Whether you will survive an Ebola infection or not depends on the immune response of your body, not on the level of infection
a string of new human pathogens has been added recently to the popular pantheon of demonology. The Ebola virus is one of the deadliest among these. It resembles the influenza virus in the early stages of infection in terms of its effects, and rapidly induces fever accompanied by shock, diffuse bleeding and the destruction of blood cells (haemorrhagic fever). It causes death in about 70 per cent of infections.

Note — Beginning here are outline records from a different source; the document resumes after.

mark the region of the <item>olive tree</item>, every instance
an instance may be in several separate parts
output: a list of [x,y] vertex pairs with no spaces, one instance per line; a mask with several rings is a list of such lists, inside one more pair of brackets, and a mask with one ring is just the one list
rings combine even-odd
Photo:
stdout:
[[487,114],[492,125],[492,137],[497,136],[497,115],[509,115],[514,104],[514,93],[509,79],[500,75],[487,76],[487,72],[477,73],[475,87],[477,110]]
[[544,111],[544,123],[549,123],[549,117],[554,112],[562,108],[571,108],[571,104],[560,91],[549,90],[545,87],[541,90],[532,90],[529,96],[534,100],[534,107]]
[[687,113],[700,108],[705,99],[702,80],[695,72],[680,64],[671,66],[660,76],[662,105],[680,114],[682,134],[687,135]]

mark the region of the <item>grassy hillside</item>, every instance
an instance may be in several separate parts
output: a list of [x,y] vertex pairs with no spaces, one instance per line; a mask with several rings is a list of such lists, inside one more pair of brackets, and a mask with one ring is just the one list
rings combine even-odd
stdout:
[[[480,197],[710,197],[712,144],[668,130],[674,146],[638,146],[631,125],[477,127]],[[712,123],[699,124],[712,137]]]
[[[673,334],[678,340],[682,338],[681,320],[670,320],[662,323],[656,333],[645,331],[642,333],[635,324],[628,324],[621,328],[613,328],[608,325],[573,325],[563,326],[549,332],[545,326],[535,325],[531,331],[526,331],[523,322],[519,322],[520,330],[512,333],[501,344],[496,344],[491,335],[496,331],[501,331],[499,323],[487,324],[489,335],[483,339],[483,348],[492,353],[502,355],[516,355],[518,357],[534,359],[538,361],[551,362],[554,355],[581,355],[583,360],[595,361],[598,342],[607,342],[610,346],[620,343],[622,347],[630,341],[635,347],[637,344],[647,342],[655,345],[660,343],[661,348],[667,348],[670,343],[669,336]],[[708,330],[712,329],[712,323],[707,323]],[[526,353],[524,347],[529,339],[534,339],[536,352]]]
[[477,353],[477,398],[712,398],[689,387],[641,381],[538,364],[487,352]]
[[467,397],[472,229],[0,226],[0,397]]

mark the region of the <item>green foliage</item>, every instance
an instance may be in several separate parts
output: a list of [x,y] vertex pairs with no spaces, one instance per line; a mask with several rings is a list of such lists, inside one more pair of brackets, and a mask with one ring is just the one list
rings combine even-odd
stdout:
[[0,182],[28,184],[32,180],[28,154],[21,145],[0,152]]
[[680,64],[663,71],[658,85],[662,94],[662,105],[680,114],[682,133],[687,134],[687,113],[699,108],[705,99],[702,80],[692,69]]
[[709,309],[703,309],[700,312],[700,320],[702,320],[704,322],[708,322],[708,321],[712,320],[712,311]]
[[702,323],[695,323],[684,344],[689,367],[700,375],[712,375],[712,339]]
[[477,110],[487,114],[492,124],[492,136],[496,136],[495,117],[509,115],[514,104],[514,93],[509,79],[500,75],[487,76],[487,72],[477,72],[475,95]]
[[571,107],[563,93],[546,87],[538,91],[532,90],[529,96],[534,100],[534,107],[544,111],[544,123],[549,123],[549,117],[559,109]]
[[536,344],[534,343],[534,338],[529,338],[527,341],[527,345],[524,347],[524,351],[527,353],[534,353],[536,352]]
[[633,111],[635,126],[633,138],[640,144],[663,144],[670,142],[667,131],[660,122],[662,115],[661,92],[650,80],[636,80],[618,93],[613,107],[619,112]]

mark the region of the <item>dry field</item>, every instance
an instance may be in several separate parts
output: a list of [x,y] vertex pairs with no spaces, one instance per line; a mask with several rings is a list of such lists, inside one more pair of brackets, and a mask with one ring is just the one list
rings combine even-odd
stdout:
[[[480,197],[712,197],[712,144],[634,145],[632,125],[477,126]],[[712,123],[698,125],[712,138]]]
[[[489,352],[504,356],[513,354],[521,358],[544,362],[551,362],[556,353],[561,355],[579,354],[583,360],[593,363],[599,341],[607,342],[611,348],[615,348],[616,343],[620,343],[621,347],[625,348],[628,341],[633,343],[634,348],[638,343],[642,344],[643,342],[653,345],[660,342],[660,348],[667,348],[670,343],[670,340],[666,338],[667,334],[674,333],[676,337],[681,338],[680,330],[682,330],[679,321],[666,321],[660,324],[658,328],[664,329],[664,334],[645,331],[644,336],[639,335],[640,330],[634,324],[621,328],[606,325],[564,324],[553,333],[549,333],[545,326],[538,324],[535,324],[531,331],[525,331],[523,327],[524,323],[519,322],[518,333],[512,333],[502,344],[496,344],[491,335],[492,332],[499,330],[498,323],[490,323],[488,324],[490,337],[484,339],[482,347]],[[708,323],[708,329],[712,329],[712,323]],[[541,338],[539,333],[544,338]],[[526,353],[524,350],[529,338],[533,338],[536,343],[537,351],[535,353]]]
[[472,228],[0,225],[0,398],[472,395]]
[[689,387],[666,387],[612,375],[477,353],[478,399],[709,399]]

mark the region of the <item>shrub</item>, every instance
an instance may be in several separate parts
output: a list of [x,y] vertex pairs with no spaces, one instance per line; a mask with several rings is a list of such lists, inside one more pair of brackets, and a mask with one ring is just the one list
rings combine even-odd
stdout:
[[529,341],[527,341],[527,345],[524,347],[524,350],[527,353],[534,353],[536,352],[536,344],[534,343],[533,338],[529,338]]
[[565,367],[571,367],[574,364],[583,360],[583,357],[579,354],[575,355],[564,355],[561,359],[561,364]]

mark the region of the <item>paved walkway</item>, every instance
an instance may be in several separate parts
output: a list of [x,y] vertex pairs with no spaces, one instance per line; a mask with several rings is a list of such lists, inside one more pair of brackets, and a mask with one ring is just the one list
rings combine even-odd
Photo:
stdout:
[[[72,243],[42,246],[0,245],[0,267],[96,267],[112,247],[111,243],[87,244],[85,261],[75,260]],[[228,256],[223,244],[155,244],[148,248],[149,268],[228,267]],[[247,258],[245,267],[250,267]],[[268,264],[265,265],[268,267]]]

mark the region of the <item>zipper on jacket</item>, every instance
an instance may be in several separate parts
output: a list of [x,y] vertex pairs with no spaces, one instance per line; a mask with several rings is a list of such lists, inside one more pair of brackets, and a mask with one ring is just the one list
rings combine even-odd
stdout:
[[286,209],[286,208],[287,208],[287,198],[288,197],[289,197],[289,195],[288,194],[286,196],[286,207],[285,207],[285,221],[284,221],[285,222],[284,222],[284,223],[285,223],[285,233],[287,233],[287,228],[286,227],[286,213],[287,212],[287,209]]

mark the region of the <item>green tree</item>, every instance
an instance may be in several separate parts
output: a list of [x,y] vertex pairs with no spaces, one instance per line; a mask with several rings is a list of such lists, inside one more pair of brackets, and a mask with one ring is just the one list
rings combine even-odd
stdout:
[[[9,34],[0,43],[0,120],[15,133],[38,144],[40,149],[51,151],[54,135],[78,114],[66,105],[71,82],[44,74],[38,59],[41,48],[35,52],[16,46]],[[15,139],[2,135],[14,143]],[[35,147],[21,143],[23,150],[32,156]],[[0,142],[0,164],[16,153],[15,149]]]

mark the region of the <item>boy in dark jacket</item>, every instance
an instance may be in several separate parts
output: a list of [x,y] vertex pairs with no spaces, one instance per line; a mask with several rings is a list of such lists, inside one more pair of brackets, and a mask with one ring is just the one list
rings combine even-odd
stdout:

Investigations on this virus have been difficult because reports of outbreaks come from relatively inaccessible regions and, of course, also because of the danger posed by the virus to the researchers themselves. In any infection, there tend to be a few individuals who are infected but do not die. A probable way to search for a cure is to try and find out not so much what causes death as what allows such people to survive. S Baize and colleagues from the Centre for International Medical Research in Gabon, Africa, have adopted this method ( Nature Medicine , Vol 5, No 4).
Baize and colleagues worked with samples taken from both survivors and non-survivors after two epidemics that broke out in Gabon in 1996. The first interesting observation was that both sets of people had similar viral loads in their systems. The implication is that the difference between them lay in the defence mechanisms of their bodies, rather than in their susceptibility to infection.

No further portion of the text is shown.